# I present "The Weave"



## ElMostro (Nov 4, 2011)

Made of Yellow Heart wood with blue alumilite on a gold Churchill Kit.


----------



## Jon-wx5nco (Nov 4, 2011)

That is WAY too kewl!!!!  How did ya do it?


----------



## tim self (Nov 4, 2011)

Now that's a lot of segmenting.  Looks spot on, really neat.  I can appreciate the work in that one.


----------



## Timebandit (Nov 4, 2011)

tim self said:


> Now that's a lot of segmenting.  Looks spot on, really neat.  I can appreciate the work in that one.



Dont think its segmenting.....Im thinking cut groves in the wood at different angles and then recast. All the groves get filed and it looks like some spot on segmenting:biggrin: I might be wrong, but i dont think so...pretty none the less:biggrin:


----------



## Justturnin (Nov 4, 2011)

Hmm I keep looking but I cannot see any horse hair...........
Nice job.


----------



## nativewooder (Nov 4, 2011)

Very nice!  Haven't done any weaves since I quit making custom fishing rods, but it could adapt nicely also.


----------



## ElMostro (Nov 4, 2011)

tim self said:


> Now that's a lot of segmenting.  Looks spot on, really neat.  I can appreciate the work in that one.
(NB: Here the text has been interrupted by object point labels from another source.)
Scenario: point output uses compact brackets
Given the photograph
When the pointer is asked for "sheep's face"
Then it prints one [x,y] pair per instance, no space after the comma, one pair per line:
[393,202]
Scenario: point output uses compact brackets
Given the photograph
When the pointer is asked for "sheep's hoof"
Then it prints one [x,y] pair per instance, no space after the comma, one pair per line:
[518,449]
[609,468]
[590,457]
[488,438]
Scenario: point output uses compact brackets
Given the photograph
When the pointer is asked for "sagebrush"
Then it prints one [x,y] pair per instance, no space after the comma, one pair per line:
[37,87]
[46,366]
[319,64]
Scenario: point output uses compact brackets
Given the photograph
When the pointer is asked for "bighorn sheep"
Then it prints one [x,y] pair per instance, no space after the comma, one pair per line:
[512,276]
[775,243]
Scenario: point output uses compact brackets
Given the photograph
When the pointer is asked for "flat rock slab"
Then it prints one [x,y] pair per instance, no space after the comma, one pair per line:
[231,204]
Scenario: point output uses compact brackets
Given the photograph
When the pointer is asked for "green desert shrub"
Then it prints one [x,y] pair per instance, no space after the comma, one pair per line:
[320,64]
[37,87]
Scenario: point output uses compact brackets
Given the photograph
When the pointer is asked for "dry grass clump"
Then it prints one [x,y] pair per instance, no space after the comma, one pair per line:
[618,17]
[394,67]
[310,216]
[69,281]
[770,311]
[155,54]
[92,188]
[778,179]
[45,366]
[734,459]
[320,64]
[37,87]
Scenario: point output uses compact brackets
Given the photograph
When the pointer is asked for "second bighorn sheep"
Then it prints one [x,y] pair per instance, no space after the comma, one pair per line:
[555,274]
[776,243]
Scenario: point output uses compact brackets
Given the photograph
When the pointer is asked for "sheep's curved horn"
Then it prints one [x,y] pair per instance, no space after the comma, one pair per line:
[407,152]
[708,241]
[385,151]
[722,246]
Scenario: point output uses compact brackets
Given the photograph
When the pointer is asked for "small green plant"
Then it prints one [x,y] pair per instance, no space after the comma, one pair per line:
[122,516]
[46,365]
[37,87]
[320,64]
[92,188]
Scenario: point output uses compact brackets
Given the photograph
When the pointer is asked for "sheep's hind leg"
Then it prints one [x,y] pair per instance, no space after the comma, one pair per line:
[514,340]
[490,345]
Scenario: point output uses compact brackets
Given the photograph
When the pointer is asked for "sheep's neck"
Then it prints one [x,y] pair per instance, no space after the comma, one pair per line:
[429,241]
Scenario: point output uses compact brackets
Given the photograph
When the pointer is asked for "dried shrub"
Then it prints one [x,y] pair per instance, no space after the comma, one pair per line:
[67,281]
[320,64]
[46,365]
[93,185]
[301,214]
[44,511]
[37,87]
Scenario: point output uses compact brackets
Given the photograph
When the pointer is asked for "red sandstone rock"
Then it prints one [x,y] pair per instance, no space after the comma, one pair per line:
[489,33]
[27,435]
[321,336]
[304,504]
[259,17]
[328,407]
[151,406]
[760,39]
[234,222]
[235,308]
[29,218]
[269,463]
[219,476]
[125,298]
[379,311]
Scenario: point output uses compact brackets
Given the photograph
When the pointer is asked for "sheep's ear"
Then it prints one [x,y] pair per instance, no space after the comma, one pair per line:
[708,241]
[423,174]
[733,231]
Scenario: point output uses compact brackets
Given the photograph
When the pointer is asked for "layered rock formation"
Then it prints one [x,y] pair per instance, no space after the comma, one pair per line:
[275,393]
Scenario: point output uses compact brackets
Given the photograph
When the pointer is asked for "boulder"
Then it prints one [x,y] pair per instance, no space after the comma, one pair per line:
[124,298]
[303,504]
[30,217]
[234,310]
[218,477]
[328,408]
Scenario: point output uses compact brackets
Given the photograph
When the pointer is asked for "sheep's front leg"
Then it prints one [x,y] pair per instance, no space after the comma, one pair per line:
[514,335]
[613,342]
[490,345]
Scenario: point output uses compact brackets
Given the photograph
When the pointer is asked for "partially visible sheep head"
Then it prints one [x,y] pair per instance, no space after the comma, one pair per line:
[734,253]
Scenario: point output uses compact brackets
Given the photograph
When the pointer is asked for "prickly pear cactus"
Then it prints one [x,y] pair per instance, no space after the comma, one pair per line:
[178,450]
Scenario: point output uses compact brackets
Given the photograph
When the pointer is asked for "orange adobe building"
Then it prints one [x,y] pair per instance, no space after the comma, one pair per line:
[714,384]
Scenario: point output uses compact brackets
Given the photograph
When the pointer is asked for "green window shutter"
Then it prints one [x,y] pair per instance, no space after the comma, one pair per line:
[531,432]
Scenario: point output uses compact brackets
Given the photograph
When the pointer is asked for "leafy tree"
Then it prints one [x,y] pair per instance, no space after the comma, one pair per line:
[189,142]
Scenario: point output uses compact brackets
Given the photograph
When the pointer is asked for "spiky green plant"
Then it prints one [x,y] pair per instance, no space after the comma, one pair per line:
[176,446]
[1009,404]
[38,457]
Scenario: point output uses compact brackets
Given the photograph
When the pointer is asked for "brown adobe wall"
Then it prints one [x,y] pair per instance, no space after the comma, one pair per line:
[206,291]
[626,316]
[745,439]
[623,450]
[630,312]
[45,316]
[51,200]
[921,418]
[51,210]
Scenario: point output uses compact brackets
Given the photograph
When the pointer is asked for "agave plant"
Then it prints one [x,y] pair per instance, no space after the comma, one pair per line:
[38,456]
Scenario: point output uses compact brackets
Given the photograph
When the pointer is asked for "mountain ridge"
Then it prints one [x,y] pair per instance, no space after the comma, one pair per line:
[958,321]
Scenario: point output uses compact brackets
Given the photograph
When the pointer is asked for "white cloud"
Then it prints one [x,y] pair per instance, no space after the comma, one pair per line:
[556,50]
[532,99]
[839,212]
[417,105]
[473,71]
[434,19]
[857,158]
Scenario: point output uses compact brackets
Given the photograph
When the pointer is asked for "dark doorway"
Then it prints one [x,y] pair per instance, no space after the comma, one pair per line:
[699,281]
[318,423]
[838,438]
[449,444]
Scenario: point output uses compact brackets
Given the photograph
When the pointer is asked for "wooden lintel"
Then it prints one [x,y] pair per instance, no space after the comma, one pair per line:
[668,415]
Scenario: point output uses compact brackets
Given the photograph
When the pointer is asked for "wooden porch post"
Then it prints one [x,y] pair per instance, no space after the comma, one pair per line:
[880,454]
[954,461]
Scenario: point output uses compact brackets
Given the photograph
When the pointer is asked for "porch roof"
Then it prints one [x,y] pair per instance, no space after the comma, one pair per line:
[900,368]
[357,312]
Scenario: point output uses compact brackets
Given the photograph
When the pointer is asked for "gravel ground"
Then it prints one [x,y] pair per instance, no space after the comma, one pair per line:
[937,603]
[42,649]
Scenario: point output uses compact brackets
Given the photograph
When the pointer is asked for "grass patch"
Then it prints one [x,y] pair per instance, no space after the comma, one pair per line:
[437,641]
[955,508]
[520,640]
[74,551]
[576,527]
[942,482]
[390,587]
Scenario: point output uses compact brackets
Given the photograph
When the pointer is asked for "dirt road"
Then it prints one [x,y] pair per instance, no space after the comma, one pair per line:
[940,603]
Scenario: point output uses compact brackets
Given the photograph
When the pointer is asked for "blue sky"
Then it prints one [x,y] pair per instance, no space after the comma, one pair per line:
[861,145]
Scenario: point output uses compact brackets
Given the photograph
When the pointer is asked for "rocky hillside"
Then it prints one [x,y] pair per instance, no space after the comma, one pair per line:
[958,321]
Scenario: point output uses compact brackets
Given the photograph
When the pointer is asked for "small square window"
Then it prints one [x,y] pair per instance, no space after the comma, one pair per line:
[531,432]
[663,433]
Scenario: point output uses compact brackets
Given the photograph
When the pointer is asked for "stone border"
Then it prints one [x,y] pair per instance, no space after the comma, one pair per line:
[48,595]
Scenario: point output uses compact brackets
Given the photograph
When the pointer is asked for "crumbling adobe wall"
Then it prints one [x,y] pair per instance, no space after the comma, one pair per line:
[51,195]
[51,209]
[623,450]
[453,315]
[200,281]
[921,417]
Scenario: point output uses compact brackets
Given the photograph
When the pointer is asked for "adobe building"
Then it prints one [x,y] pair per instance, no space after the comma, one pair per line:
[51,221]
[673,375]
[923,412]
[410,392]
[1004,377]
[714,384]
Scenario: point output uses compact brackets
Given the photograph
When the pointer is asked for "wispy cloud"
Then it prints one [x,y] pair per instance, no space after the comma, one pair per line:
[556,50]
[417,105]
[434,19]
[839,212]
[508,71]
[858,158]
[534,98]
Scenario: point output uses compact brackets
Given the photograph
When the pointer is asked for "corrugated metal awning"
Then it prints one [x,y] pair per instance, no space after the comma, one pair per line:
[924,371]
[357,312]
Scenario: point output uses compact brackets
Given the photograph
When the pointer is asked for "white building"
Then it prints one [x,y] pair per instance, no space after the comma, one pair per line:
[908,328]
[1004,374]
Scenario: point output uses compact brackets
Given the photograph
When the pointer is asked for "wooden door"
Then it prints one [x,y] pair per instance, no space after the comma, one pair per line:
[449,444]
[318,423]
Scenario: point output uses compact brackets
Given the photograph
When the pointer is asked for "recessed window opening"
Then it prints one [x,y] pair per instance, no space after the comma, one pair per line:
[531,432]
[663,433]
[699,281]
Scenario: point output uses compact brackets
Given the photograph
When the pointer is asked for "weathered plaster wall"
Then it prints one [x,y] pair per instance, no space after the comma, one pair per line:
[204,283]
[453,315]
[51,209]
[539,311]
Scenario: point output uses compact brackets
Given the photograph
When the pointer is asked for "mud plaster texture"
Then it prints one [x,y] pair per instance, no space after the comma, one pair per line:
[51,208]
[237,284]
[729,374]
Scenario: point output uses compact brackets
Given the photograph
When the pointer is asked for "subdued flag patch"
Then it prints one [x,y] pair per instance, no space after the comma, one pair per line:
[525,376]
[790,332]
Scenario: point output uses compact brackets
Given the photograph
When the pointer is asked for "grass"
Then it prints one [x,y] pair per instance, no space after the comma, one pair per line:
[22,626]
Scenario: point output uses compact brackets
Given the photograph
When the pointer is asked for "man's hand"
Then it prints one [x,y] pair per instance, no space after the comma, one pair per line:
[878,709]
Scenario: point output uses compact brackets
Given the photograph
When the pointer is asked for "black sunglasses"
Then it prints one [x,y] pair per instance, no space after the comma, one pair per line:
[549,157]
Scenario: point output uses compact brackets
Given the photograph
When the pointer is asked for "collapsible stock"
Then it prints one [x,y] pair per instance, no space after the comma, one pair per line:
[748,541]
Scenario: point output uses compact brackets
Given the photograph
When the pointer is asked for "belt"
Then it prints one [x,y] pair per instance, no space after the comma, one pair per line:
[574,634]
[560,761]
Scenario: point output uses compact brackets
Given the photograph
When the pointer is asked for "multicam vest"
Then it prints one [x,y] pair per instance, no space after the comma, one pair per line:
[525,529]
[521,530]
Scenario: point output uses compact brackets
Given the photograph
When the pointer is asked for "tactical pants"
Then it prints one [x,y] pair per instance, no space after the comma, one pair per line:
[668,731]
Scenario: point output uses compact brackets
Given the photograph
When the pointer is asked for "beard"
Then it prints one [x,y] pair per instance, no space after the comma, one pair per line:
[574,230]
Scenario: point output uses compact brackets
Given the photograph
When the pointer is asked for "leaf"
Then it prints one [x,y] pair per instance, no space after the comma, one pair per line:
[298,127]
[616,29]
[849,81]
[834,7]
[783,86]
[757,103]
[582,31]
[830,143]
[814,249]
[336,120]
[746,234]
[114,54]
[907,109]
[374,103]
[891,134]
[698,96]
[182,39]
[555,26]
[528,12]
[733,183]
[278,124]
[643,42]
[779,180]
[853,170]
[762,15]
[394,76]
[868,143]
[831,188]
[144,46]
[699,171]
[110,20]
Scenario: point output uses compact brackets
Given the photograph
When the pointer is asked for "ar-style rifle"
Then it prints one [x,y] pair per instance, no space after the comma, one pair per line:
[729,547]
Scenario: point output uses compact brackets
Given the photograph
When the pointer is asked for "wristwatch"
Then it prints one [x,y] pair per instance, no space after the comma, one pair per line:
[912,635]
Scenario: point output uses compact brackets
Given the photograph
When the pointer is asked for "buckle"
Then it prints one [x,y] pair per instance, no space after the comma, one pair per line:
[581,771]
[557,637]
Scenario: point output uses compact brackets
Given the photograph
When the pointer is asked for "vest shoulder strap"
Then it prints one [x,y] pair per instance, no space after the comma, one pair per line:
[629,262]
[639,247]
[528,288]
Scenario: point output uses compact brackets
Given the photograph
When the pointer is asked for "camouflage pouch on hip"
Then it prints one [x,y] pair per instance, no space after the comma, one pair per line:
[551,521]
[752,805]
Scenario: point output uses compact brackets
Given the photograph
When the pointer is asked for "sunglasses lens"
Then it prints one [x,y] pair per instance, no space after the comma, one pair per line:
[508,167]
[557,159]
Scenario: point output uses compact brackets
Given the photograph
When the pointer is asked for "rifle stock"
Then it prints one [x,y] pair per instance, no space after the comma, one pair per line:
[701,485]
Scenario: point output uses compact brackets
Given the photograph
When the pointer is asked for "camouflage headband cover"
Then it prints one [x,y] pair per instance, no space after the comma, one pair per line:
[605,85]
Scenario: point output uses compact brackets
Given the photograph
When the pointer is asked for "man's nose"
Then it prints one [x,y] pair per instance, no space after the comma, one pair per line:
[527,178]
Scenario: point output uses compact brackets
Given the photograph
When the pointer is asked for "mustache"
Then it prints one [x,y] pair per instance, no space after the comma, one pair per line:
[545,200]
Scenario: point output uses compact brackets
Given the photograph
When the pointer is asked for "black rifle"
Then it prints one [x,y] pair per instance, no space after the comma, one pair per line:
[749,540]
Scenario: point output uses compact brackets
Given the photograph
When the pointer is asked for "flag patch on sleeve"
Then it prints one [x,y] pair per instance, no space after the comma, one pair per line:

It is SEGMENTING I tell you, segmenting!

Naa, like Justin said it is a series of cuts and then cast to fill them in.


----------



## Jgrden (Nov 4, 2011)

Beautiful, great Craftsmanship.


----------



## Drstrangefart (Nov 4, 2011)

That's a jaw dropper for sure. VERY impressive.


----------



## BRobbins629 (Nov 4, 2011)

Looks pretty nice from here.  By the definition of segmenting for the IAP contest, this would fit the category. Not a glue up, but segmenting nonetheless.


----------



## JF36 (Nov 4, 2011)

That is a really neat effect


----------



## Mike D (Nov 4, 2011)

Awesome! That is some great craftsmanship.


----------



## boxerman (Nov 4, 2011)

Sweet looking pen.


----------



## bobjackson (Nov 4, 2011)

Eugene, another beauty.


----------



## Jim15 (Nov 4, 2011)

Great pen, awesome work.


----------



## ElMostro (Nov 5, 2011)

BRobbins629 said:


> Looks pretty nice from here.  By the definition of segmenting for the IAP contest, this would fit the category. Not a glue up, but segmenting nonetheless.



Well, I guess if I were to take the blank apart now it would be a bunch of segments.


----------



## bitshird (Nov 5, 2011)

Eugene, that is a great looking pen, I'll bet it took time just making the cuts, I like it!!


----------



## Toni (Nov 5, 2011)

Great Pen I just love it!!


----------